Characterization of Photo-Cross-Linked Polyethylene Pipes for Geothermal Energy Storage.

This study investigates the morphology and thermo-mechanical properties of cross-linked polyethylene (PEX) pipes for potential use in high-temperature borehole thermal energy storage systems. Particular attention is given to a novel type of PEX pipe produced through photoinitiated cross-linking (PEX-e). Two formulations, PEX-e1 and PEX-e2, were analyzed and compared to peroxide-cross-linked polyethylene (PEX-a) and non-cross-linked bimodal polyethylene (PE100) pipes.
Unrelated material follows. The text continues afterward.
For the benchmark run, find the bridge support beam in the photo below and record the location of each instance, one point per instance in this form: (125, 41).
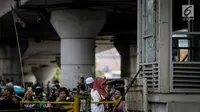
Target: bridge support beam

The degree of cross-linking was evaluated via gel content, while cross-link density and molecular weight between cross-links were determined using dynamic mechanical analysis (DMA). Phase composition and molecular mobility were explored through H static nuclear magnetic resonance (NMR), and the melting and crystallization behavior was assessed by differential scanning calorimetry (DSC). Oxidative stability and degradation were examined by using Fourier transform infrared (FTIR) spectroscopy, oxidation induction time (OIT) measurements, and thermogravimetric analysis (TGA). Both PEX-e formulations achieved satisfactory cross-linking degrees and exhibited remarkable OIT values. However, significant differences in cross-link distribution were noted, with PEX-e2 showing a less uniform dispersion of cross-links, which resulted in a lower storage modulus. FTIR analysis indicated that oxidation products were formed in PEX-e1 during cross-linking, highlighting the need for further optimization of the formulation and processing conditions.